Ignore the depressing reports, adopt an I'm All Right Jack approach and things are astonishing and incredible. But those reports shouldn't be ignored. Things aren't right. They are far from being right. The unions are referring to a structural crisis. The economic one may have passed (for many) but it has left behind a widening imbalance, a major disequilibrium. Maybe it can be possible to begin to appreciate why the Partido Popular, having presided over austerity-turning-riches, is unpopular enough for the electorate to give the likes of Podemos houseroom, even if some of this electorate has previously voted PP. It isn't just corruption. It's the pocket. And the pocket has been picked.

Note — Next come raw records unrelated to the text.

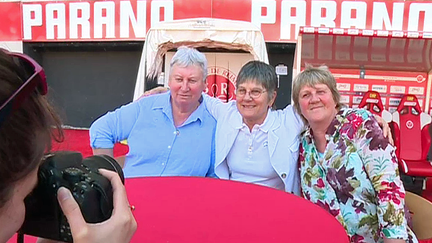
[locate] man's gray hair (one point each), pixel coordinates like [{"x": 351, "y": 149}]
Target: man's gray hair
[{"x": 187, "y": 56}]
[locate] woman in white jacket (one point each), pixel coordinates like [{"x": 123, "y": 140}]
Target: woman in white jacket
[{"x": 255, "y": 143}]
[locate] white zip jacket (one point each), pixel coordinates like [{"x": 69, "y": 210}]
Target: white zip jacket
[{"x": 283, "y": 140}]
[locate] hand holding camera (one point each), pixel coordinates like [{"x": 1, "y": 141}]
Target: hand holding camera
[{"x": 94, "y": 196}]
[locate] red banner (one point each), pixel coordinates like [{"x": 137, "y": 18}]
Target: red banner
[{"x": 279, "y": 20}]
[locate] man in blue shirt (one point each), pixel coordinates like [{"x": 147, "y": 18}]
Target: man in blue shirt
[{"x": 170, "y": 134}]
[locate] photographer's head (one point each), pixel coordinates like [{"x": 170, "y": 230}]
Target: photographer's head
[{"x": 27, "y": 125}]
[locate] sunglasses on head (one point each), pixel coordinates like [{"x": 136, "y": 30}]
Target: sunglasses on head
[{"x": 34, "y": 80}]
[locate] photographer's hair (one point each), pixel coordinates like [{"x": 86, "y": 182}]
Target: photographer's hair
[
  {"x": 26, "y": 133},
  {"x": 312, "y": 76},
  {"x": 187, "y": 56},
  {"x": 259, "y": 72}
]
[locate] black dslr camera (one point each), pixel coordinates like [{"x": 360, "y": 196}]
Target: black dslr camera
[{"x": 93, "y": 193}]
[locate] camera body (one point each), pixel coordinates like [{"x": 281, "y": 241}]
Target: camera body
[{"x": 92, "y": 191}]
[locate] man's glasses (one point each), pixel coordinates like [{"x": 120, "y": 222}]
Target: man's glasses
[
  {"x": 254, "y": 94},
  {"x": 35, "y": 79}
]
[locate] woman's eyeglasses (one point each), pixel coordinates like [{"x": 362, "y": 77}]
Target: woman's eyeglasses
[
  {"x": 36, "y": 80},
  {"x": 254, "y": 94}
]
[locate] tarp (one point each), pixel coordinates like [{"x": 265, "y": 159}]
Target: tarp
[{"x": 198, "y": 32}]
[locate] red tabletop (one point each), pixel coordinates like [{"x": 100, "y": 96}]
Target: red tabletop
[{"x": 193, "y": 209}]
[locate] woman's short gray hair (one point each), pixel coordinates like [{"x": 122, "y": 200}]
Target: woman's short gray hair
[
  {"x": 312, "y": 76},
  {"x": 187, "y": 56},
  {"x": 259, "y": 72}
]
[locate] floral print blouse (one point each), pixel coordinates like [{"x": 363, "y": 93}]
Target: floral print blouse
[{"x": 356, "y": 179}]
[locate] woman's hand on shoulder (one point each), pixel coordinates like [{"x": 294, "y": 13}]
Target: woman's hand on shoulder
[{"x": 119, "y": 228}]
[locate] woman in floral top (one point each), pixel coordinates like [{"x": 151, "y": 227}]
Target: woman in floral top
[{"x": 346, "y": 165}]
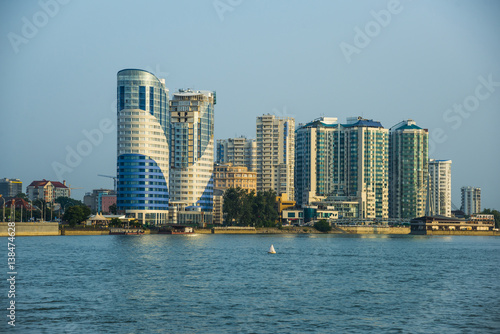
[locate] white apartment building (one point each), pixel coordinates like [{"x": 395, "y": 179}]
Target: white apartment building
[
  {"x": 192, "y": 149},
  {"x": 276, "y": 154},
  {"x": 471, "y": 200},
  {"x": 440, "y": 187}
]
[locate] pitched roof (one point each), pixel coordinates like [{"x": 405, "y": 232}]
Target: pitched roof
[
  {"x": 42, "y": 183},
  {"x": 409, "y": 127},
  {"x": 370, "y": 123},
  {"x": 38, "y": 183},
  {"x": 58, "y": 184}
]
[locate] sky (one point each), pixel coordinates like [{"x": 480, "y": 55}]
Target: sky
[{"x": 436, "y": 62}]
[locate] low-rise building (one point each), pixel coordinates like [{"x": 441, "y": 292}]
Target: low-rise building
[
  {"x": 283, "y": 203},
  {"x": 47, "y": 191},
  {"x": 10, "y": 187},
  {"x": 99, "y": 200},
  {"x": 427, "y": 224}
]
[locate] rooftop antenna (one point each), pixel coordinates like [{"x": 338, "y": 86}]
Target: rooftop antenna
[{"x": 429, "y": 210}]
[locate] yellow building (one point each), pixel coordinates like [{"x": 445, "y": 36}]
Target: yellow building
[
  {"x": 228, "y": 176},
  {"x": 283, "y": 203}
]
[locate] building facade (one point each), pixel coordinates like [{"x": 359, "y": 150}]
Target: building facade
[
  {"x": 408, "y": 170},
  {"x": 47, "y": 191},
  {"x": 228, "y": 176},
  {"x": 143, "y": 146},
  {"x": 471, "y": 200},
  {"x": 10, "y": 187},
  {"x": 314, "y": 153},
  {"x": 238, "y": 151},
  {"x": 440, "y": 187},
  {"x": 276, "y": 154},
  {"x": 95, "y": 200},
  {"x": 192, "y": 148},
  {"x": 344, "y": 163}
]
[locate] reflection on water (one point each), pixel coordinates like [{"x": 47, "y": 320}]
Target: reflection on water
[{"x": 229, "y": 284}]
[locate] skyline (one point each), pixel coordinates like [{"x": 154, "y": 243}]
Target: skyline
[{"x": 427, "y": 59}]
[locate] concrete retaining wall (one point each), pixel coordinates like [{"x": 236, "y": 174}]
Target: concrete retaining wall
[
  {"x": 375, "y": 229},
  {"x": 90, "y": 232},
  {"x": 430, "y": 232},
  {"x": 30, "y": 229}
]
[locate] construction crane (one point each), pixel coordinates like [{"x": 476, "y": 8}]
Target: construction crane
[
  {"x": 111, "y": 177},
  {"x": 70, "y": 188}
]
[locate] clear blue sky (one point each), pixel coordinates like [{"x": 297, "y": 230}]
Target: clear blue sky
[{"x": 282, "y": 57}]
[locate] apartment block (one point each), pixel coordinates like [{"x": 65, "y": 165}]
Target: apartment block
[
  {"x": 276, "y": 154},
  {"x": 408, "y": 170}
]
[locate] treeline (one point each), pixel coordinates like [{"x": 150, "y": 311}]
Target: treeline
[{"x": 244, "y": 208}]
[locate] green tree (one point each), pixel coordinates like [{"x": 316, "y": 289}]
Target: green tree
[
  {"x": 247, "y": 208},
  {"x": 115, "y": 222},
  {"x": 231, "y": 203},
  {"x": 76, "y": 214},
  {"x": 322, "y": 226},
  {"x": 67, "y": 201},
  {"x": 23, "y": 196},
  {"x": 494, "y": 213}
]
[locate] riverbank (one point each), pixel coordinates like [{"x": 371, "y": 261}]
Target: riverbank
[
  {"x": 29, "y": 229},
  {"x": 52, "y": 229}
]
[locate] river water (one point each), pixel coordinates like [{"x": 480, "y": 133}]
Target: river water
[{"x": 229, "y": 284}]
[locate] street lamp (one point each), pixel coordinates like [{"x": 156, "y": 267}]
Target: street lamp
[{"x": 3, "y": 206}]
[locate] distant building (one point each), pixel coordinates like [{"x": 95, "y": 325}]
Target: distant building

But not for everyone of course. Want to know something else astonishing and incredible? There are 636 owners of more than 32,000 properties in the Balearics: that's fifty each. These aren't banks, these are real people (or real people's companies). In the past ten years the single ownership of multiple properties - from six to ten, from eleven to twenty-five, from twenty-six to fifty - has gone up by roughly 60%.
This, in no small part, has come about because the property market bubble burst so dramatically (albeit not at the top end). Lower-priced property, and lots of it, was available. But it still required someone with a good deal of spare cash to go on a property-buying spree. The time to cash in may have arrived.

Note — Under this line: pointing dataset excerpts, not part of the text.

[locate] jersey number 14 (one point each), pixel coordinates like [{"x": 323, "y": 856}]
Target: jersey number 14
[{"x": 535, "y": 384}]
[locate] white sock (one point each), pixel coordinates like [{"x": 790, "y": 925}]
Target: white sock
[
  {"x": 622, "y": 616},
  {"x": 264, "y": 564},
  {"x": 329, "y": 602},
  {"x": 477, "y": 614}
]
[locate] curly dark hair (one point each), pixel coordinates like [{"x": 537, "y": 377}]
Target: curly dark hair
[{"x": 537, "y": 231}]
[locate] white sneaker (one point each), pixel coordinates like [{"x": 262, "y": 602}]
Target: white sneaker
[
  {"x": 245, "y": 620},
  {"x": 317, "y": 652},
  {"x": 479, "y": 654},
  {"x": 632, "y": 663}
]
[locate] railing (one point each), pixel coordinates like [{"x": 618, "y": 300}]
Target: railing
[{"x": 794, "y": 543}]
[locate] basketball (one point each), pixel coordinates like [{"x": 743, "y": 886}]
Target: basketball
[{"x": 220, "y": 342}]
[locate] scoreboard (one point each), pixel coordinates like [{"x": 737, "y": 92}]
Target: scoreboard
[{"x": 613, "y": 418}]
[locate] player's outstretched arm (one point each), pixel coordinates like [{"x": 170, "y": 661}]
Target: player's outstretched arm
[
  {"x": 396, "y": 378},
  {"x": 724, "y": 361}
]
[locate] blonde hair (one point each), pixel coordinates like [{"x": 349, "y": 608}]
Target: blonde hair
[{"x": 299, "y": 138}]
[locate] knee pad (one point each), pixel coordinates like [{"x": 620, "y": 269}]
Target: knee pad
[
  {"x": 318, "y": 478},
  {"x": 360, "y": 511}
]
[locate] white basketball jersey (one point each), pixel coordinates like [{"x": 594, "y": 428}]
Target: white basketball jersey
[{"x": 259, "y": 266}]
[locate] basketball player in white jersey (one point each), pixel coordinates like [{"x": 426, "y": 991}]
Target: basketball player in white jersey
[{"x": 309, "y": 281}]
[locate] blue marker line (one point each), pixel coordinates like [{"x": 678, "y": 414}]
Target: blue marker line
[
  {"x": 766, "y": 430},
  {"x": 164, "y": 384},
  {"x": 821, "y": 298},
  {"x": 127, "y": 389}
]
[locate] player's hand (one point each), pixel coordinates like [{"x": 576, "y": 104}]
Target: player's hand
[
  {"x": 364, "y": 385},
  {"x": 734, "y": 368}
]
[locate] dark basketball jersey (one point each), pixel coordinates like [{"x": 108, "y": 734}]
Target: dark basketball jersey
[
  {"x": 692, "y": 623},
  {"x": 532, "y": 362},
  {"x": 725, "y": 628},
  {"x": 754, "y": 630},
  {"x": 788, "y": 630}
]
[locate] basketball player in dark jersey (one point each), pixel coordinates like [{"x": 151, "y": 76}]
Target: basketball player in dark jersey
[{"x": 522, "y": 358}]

The property market, you have the impression (and there seems to be evidence every day to support this), is totally out of whack. (Or rather it's very much in whack if you happen to be among the acquisitive class.) You can never accuse Balearic teachers of missing a good opportunity to indulge in a spot of propaganda, but the image of tented accommodation for one of its membership in Ibiza might be more than just agitation. The problems with rented accommodation on that island appear to be worse than in Mallorca, and they're bad enough as it is here.
The regional government is alarmed at the growing disparity, at the problems with housing and at the level of incomes. But it cannot force onto the market what the market won't accept. It can try, as with its idea of linking hotel star ratings to the "quality" of employment, but this stems at least in part from a political agenda that enjoys casting the hotels in the role of the baddie. Yes, they may only offer contracts for a set number of months, but check out some of the earnings: they aren't as bad as they are made out to be. Not when compared, for example, with the similarly low-paid retail sector.

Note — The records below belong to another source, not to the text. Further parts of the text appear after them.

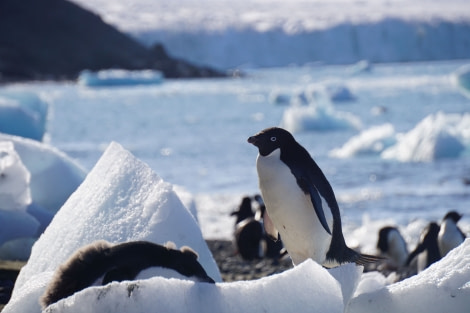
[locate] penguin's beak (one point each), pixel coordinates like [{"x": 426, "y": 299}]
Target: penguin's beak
[{"x": 253, "y": 140}]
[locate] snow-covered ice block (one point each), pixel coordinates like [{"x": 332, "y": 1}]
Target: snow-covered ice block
[
  {"x": 462, "y": 77},
  {"x": 305, "y": 288},
  {"x": 318, "y": 117},
  {"x": 437, "y": 136},
  {"x": 23, "y": 114},
  {"x": 442, "y": 287},
  {"x": 119, "y": 77},
  {"x": 371, "y": 141},
  {"x": 121, "y": 200},
  {"x": 14, "y": 179},
  {"x": 54, "y": 175}
]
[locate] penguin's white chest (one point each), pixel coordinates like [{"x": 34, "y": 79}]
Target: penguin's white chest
[
  {"x": 398, "y": 252},
  {"x": 449, "y": 237},
  {"x": 291, "y": 211}
]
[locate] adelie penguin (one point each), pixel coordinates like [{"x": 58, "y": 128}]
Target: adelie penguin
[
  {"x": 300, "y": 202},
  {"x": 450, "y": 235},
  {"x": 393, "y": 246},
  {"x": 101, "y": 262}
]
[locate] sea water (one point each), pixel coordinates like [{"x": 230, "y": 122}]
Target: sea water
[{"x": 193, "y": 133}]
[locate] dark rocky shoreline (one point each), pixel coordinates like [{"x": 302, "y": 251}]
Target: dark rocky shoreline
[
  {"x": 57, "y": 39},
  {"x": 232, "y": 267}
]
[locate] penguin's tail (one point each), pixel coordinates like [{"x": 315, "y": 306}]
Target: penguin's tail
[{"x": 364, "y": 259}]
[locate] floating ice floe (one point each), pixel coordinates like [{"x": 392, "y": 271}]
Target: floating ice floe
[
  {"x": 462, "y": 77},
  {"x": 318, "y": 117},
  {"x": 363, "y": 66},
  {"x": 339, "y": 93},
  {"x": 23, "y": 114},
  {"x": 123, "y": 200},
  {"x": 119, "y": 77},
  {"x": 437, "y": 136},
  {"x": 371, "y": 141},
  {"x": 35, "y": 181}
]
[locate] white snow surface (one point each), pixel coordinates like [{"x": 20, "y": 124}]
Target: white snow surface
[
  {"x": 228, "y": 34},
  {"x": 36, "y": 179},
  {"x": 437, "y": 136},
  {"x": 121, "y": 200},
  {"x": 119, "y": 77},
  {"x": 54, "y": 175},
  {"x": 23, "y": 114}
]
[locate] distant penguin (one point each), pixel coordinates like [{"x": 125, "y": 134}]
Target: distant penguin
[
  {"x": 248, "y": 231},
  {"x": 274, "y": 248},
  {"x": 427, "y": 249},
  {"x": 450, "y": 235},
  {"x": 300, "y": 202},
  {"x": 392, "y": 245},
  {"x": 101, "y": 262}
]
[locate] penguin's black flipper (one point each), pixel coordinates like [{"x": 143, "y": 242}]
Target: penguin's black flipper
[
  {"x": 420, "y": 248},
  {"x": 316, "y": 202}
]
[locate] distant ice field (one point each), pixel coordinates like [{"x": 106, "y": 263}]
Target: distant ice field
[{"x": 193, "y": 134}]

But to come back to retailing and the current boom in sales. How does this square with incomes in general being so modest and having failed to recover to pre-crisis levels? Does one trust the figure for average income, one of just under eleven grand a year? Who is it that is making all the purchases of household goods that weren't being made even a year ago? The owners of those multiple properties? Foreign owners? Those who are kitting out properties with IKEA stuff and posting them onto Airbnb?
Whatever the answers to these, there is unease - fuelled to a degree by politicians on a mission - caused by the seemingly widening gap in society. Recessions, a sort of maxim goes, are economic occasions when advantages can be sought and gained. Property appears to be one of them. Allied to this is the fall in incomes and the unions' structural crisis afflicting the middle as well as working class. And then there's the chronic poverty.
Thankfully, the sun shines. But it hides the clouds.